The second best thing about Easter, after Cadbury Mini-Eggs, has to be the inevitable procession of Bach Passions through the concert halls of London. I'm restricting myself to two this season - the next is another St John, at the Barbican on 14 March.
Like London buses, the Orchestra of the Age of Enlightenment didn't have a conductor on board. (Also the tickets were overpriced and the journey seemed to take forever, but I'll leave that for now).
Consciously or not, they drew attention to the absence by leaving a large gap centre stage where the podium would normally be.
The idea was not simply to imitate original performance practice, but also, as Mark Padmore explains here, to interest the audience, and maybe even improve the performance by allowing the tempos to develop more naturally.

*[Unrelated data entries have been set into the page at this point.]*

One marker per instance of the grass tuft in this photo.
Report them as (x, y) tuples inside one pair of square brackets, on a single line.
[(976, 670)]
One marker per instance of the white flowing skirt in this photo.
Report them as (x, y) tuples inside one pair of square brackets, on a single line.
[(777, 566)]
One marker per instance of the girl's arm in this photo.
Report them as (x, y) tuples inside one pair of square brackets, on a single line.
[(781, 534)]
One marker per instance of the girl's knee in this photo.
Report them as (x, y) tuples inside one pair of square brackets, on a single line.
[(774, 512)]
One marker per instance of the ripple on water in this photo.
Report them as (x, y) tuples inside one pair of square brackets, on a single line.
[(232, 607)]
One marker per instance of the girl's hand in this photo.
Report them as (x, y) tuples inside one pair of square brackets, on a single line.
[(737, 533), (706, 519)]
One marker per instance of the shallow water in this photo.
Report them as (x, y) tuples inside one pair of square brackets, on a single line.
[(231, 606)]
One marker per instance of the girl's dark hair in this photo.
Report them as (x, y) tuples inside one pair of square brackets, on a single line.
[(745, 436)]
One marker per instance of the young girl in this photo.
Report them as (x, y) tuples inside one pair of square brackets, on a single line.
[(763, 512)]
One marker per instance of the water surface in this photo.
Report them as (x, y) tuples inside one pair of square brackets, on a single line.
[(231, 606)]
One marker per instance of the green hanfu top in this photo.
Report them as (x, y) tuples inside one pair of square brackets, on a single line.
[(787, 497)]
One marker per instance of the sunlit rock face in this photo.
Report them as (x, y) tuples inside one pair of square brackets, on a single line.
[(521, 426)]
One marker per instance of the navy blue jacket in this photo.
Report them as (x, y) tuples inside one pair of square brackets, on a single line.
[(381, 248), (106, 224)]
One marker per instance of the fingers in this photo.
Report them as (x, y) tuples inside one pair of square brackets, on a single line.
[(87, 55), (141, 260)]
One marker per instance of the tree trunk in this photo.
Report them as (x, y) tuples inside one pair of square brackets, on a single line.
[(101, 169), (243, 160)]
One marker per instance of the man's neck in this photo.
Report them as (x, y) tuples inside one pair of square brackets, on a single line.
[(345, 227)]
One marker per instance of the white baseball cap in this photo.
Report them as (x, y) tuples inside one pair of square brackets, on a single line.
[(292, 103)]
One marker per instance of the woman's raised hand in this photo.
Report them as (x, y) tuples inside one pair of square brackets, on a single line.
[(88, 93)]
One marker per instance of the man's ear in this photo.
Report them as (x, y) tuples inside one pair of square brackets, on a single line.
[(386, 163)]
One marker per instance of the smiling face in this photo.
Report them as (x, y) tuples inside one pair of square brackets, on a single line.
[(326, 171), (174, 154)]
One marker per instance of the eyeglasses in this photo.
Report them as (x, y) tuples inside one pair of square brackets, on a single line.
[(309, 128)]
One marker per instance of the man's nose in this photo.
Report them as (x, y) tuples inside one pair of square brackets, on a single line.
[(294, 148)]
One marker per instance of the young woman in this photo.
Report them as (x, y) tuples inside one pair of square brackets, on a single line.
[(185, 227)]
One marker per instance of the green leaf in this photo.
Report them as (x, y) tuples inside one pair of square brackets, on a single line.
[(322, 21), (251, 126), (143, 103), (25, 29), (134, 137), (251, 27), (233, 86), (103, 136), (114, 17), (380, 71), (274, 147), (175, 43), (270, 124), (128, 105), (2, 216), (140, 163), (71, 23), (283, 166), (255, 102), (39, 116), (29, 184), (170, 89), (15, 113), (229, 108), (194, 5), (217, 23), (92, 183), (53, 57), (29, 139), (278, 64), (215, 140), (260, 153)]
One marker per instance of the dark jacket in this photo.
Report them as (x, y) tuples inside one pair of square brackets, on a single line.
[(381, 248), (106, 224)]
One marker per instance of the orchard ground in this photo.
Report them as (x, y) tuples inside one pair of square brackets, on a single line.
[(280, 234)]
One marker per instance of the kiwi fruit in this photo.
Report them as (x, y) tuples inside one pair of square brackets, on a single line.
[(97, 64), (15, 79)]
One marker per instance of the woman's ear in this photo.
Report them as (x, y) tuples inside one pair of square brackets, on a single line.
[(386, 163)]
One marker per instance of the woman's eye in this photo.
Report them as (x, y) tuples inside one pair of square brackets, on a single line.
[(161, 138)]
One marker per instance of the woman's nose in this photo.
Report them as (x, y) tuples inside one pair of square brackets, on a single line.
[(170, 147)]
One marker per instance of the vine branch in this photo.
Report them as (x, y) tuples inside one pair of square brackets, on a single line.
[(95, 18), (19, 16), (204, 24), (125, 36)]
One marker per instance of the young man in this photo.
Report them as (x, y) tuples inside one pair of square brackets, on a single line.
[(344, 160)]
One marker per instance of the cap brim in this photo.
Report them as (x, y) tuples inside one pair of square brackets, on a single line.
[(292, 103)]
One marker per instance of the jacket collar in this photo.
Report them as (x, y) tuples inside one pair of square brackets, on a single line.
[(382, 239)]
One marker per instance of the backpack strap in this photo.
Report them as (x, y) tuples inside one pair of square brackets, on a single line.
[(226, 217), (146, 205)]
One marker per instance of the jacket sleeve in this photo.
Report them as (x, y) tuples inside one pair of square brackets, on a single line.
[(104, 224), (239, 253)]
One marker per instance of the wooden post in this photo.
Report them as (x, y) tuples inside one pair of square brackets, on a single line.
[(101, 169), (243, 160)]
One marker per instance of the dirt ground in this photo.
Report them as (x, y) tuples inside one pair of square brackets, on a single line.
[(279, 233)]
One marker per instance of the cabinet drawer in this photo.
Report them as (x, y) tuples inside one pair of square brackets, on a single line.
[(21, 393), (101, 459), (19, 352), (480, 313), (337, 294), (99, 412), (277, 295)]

With a small ensemble of eighteen musicians and twelve singers, all steeped in this repertoire, there was little chance it would be a total disaster. But at the same time, thirty people cannot be expected to have the symbiotic rapport of a jazz trio or a string quartet. Intelligent decisions can be taken in rehearsals, but there's little scope for flexibility in the performance itself if there's no single guiding hand on the night.
So while the performers' responsiveness to each other created a feeling of intimacy and absorption, there were also no real risks taken (probably wisely - there were several minor fluffs anyway). The cautious uniformity tempos and dynamics failed to shape the work. This task fell to Mark Padmore as the Evangelist. Despite a cast on one foot and a hacking cough, his meticulously-shaded tenor could glow or gleam or glare, sometimes in the course of a single note. The crystal-bright soprano Lydia Teuscher was the other memorable soloist.

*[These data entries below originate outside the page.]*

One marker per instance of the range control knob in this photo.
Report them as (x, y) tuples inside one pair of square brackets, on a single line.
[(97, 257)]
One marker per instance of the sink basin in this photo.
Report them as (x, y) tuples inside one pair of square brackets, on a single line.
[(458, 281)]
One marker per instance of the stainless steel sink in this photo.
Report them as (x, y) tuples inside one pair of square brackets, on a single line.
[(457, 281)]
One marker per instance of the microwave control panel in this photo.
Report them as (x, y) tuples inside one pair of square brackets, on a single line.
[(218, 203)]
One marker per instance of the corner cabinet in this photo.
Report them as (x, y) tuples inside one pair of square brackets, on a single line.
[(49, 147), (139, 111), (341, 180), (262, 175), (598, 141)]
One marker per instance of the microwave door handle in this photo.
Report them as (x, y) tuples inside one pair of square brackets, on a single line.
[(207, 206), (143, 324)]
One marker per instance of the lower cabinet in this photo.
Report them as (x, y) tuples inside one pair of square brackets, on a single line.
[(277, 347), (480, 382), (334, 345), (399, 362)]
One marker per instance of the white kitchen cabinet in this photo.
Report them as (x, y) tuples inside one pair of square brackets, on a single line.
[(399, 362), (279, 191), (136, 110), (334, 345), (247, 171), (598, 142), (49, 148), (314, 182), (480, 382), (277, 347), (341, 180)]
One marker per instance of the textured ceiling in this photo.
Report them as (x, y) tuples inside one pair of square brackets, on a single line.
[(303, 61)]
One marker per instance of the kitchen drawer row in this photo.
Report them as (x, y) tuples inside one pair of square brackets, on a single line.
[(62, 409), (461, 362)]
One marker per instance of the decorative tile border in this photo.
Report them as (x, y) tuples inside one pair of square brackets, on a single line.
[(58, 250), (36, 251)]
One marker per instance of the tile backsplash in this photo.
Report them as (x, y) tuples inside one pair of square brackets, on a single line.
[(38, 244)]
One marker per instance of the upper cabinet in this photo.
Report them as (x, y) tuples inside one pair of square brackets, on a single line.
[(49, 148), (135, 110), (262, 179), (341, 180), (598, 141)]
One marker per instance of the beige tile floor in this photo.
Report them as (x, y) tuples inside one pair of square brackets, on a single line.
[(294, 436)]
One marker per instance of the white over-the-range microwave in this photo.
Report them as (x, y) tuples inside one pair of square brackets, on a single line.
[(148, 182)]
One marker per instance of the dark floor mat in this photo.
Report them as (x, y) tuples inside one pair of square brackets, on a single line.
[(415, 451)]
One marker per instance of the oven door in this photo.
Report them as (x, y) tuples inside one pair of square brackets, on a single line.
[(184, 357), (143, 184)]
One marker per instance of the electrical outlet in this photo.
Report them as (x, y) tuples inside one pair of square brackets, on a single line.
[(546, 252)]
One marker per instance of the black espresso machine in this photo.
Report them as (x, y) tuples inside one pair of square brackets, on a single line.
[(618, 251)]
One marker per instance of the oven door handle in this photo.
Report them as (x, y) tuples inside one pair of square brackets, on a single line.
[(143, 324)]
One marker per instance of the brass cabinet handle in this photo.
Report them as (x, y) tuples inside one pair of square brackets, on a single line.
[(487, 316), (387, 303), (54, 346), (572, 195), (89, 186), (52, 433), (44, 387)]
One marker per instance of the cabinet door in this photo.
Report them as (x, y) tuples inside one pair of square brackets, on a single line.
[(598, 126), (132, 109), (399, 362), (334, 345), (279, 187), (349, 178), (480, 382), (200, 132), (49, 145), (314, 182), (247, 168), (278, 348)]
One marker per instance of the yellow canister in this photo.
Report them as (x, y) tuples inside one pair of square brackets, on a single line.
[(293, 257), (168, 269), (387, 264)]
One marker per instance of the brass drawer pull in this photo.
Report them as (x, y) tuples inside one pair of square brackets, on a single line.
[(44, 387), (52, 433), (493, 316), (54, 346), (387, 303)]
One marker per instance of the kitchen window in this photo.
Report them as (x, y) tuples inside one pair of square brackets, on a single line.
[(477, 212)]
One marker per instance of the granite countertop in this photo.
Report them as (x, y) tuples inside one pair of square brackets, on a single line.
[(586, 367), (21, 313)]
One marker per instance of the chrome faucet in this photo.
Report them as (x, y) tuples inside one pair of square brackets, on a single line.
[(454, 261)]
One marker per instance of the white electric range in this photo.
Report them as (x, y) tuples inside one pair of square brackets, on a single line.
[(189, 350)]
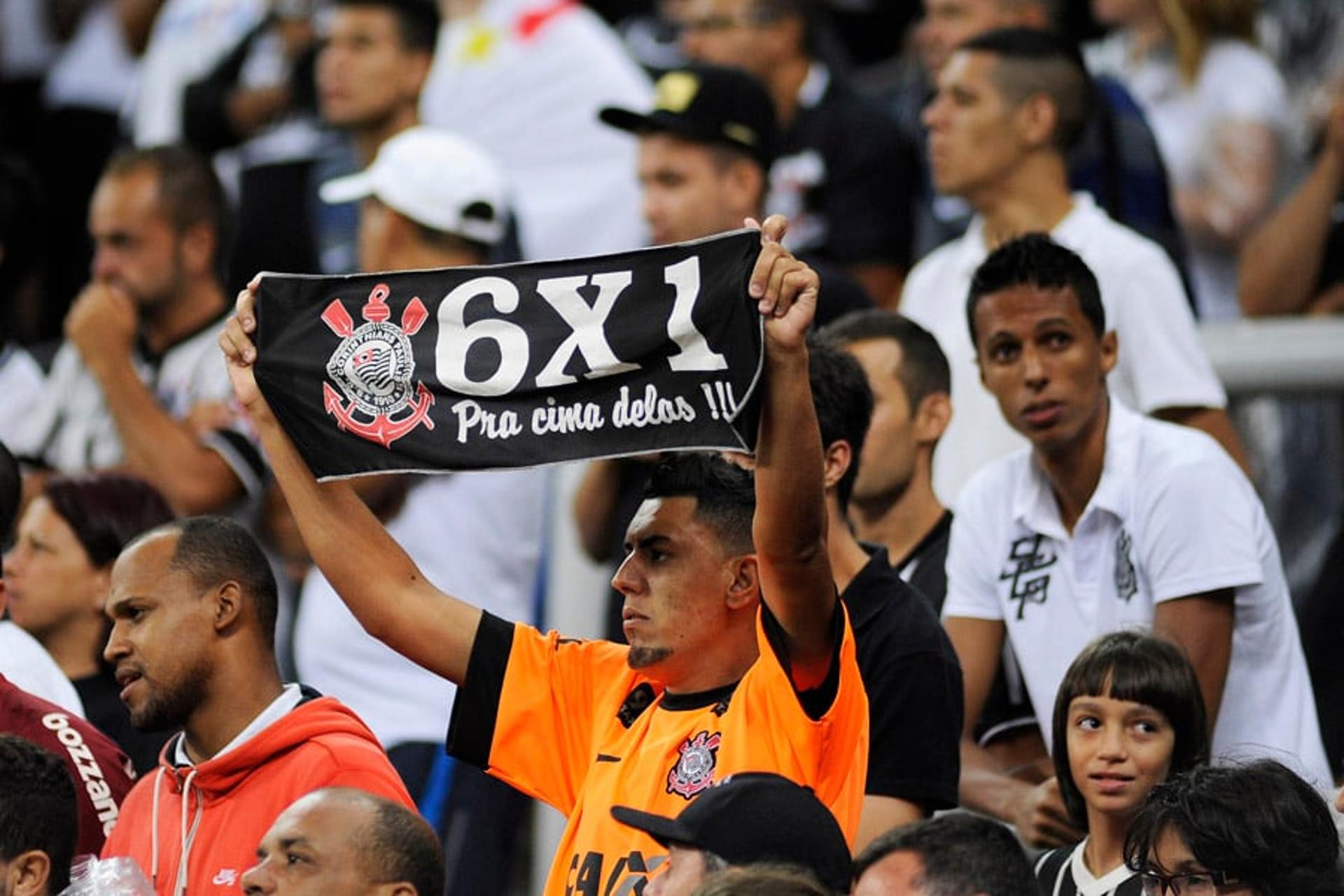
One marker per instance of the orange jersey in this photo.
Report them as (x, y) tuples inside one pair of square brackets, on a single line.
[(571, 724)]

The chorus, which included the soloists, generally managed crisp entrances and general ensemble, but there was a distinct lack of balance in many passages, with some individual voices carrying far out over the others. Equally, I felt the bass and cello were over-favoured in the orchestral balance, but that may have been partly because I was sitting closer to them, and the Queen Elizabeth Hall acoustic doesn't compensate for such accidents of placement.

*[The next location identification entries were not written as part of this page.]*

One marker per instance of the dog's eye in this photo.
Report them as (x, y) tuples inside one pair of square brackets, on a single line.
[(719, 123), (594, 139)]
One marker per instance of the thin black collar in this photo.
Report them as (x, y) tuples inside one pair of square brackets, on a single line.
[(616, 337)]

There was no interval in the two hour performance. Instead actor Stephen Dillane (also the double bassist's page turner for the night) gave a couple of readings, in place of the sermon which would have punctuated the original performance. I'm all for playing longer works straight through, but if you're going to split them like that, why not have a proper break? A few of the audience would have appreciated it, judging from the number who slipped out mid-second half, and some of the performers might have wilted less toward the end, too.
The free pre-performance talk by Bach scholar John Butt deserves a mention too. Obviously used to holding the mayfly attentions of undergraduates, Butt got top marks for not only for the title of his talk ('Butt on Bach') but for an entertaining, layman-friendly sweep through the main features of the work and current theories about its original performance style.